Where did you study?
I attended the Brothers of the Christians Schools of La Salle for 12 years at St. Charles School.
Some of the academic degrees I have attained within a period of nine years are: Bachelor in Business Administration (EAFIT University, Colombia), Master in Strategic Management of Cost and Finances (EAFIT University, Colombia) and two Diplomas in Human Resources and International Business (UNAM, Mexico).
I pursued philosophical studies at the University of St Thomas - St.
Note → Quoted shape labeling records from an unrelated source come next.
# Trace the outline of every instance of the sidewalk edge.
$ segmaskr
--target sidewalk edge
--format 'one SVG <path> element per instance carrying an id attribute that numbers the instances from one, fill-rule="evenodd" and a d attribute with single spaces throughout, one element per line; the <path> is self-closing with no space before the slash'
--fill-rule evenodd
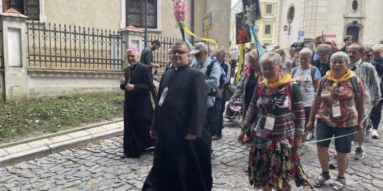
<path id="1" fill-rule="evenodd" d="M 82 146 L 97 140 L 106 139 L 123 133 L 124 127 L 121 127 L 10 154 L 0 157 L 0 168 L 44 157 L 61 150 Z"/>
<path id="2" fill-rule="evenodd" d="M 20 144 L 22 144 L 23 143 L 29 143 L 29 142 L 32 142 L 33 141 L 40 140 L 41 140 L 41 139 L 47 139 L 47 138 L 52 138 L 52 137 L 54 137 L 60 136 L 60 135 L 62 135 L 63 134 L 69 134 L 69 133 L 72 133 L 72 132 L 74 132 L 79 131 L 81 131 L 81 130 L 86 130 L 86 129 L 90 129 L 91 128 L 100 127 L 100 126 L 104 126 L 104 125 L 109 125 L 110 124 L 114 123 L 118 123 L 118 122 L 121 122 L 121 121 L 124 121 L 124 118 L 118 118 L 118 119 L 116 119 L 115 120 L 114 120 L 114 121 L 107 121 L 107 122 L 101 122 L 101 123 L 96 123 L 96 124 L 92 124 L 92 125 L 89 125 L 85 126 L 83 126 L 83 127 L 78 127 L 78 128 L 75 128 L 71 129 L 68 129 L 68 130 L 63 130 L 63 131 L 59 131 L 59 132 L 55 132 L 55 133 L 53 133 L 44 134 L 43 135 L 39 136 L 39 137 L 35 137 L 35 138 L 32 138 L 27 139 L 25 139 L 25 140 L 20 140 L 20 141 L 15 142 L 11 142 L 11 143 L 6 143 L 5 144 L 0 145 L 0 149 L 6 148 L 6 147 L 12 147 L 13 146 L 20 145 Z"/>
Mary’s Seminary, Houston, TX. After that, I continued my theological formation in St Vincent de Paul Seminary, Boynton Beach, FL, and at St. John’s Seminary, Brighton, MA where I completed a Master in Divinity. At the same time I am working on getting my Sacred Theology License (STL) in Spirituality at Boston College.

Was preparing for the priesthood difficult?
Before I entered into the priestly formation program, I had the opportunity to work at various bank institutions and also as a professor at two universities in Colombia, which was a rewarding experience. Moving from the corporate world to a life in the seminary was not easy due to many challenges, like learning a new language and a new culture, but with the grace of God I have been able to move forward and never looked back. Changes usually come with trials, however, when we look forward to serving God, things become much more manageable and the obstacles we encounter on our way become opportunities for growth.

Talk about how your family may have impacted your decision to pursue the priesthood.
My family, which consists of my mother, Carmen, and my younger sister, Catalina, has been very supportive in my decision of becoming a priest. Before my father Oscar passed away from cancer, nine years ago, I knew that he was someone I could always count on, and I am sure that he is very happy for me now that he is in the presence of God. 

Both my father and mother have had great confidence in me from the very beginning. Their love and encouragement have been instrumental in my life, because this has empowered me to make important decisions in my life knowing that I have their full support in whatever judgments I make. However, their own faith has been an example in my life, and has shaped in many ways, the person I am today.

 

Rev. Michael SantiagoREVEREND MICHAEL SANTIAGO

Why did you decide to become a priest?  Who or what inspired you? 
I was 12 years old when I told my parents that I wanted to become a priest. I always felt God in my heart. They said that I was very young to make such an important decision, but that they would support me if that is what I wanted to do. My parish priest in Portugal had a great influence on me.

As a priest, what would you like to accomplish?
My mission will be to spread the Gospel of the Lord and teach people how to live by the Sacraments in their daily lives.

Where did you study?
I was born in Hartford, but my family returned to Portugal when I was two, so I completed most of my theological studies in Portugal, and did several months at Mount St. Mary’s Seminary in Maryland.

Talk about how your family may have impacted your decision to pursue the priesthood.
I have a very supportive and loving family. My older brother and I always had them to turn to for support and they were always there for me. They have traveled from Portugal to attend my Ordination, and I know that they are very proud of me.